Synchronizing the CPU and GPU
The source for this sample can be found in the Khronos Vulkan samples github repository. |
Overview
This sample compares two methods for synchronizing between the CPU and GPU, WaitIdle
and Fences
demonstrating which one is the best option in order to avoid stalling.
WaitIdle or Fences
The simplest way to synchronize the CPU and GPU is to use either vkQueueWaitIdle
or vkDeviceWaitIdle
, these commands wait until the device or queue has finished executing all work dispatched to it.
Note that when using a single VkQueue
, vkQueueWaitIdle
is functionally equivalent to vkDeviceWaitIdle
.
While this method works reliably, it is far more coarse than is actually required to synchronize between the CPU and GPU.

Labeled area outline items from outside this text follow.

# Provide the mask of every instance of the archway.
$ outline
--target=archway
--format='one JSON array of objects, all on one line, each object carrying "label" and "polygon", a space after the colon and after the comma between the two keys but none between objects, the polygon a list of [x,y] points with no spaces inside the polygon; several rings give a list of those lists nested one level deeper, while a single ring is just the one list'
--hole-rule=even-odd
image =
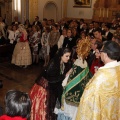
[{"label": "archway", "polygon": [[55,21],[57,21],[57,14],[57,5],[52,1],[47,2],[44,6],[43,18],[54,19]]}]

This results in bubbles within the GPU that prevent it from maintaining a full pipeline, therefore stopping it from parallelizing vertex and fragment work from separate frames which results in higher frame times and lower efficiency.
The alternative to WaitIdle
is to use a Vulkan Fence
object, these are designed to allow the GPU to inform the CPU when it has finished with a single frame’s workload allowing the CPU to safely re-use the resources for that frame.
This method avoids stalling while waiting for the GPU to finish executing, as the CPU can continue to submit the following frames without having to wait for the GPU which in turn avoids the GPU pipeline draining of work.
The Wait Idle Sample
This sample provides two radio buttons that allow you to alternate between using WaitIdle
and Fence
.
When WaitIdle
is selected the sample calls vkDeviceWaitIdle
before beginning each frame, this forces the GPU to finish executing all work dispatched to it and in doing so, drains the pipeline of all the work within.
As a result, the GPU is idle while the next frame’s command buffer is created until it has been dispatched, which increases frame times.
When Fence
is selected the sample assigns a Fence
to each frame during its creation, then it calls vkWaitForFences
and using the Fence
for the next frame to be computed.
This method allows the CPU to continue dispatching work to GPU while it executes the previous frames workload.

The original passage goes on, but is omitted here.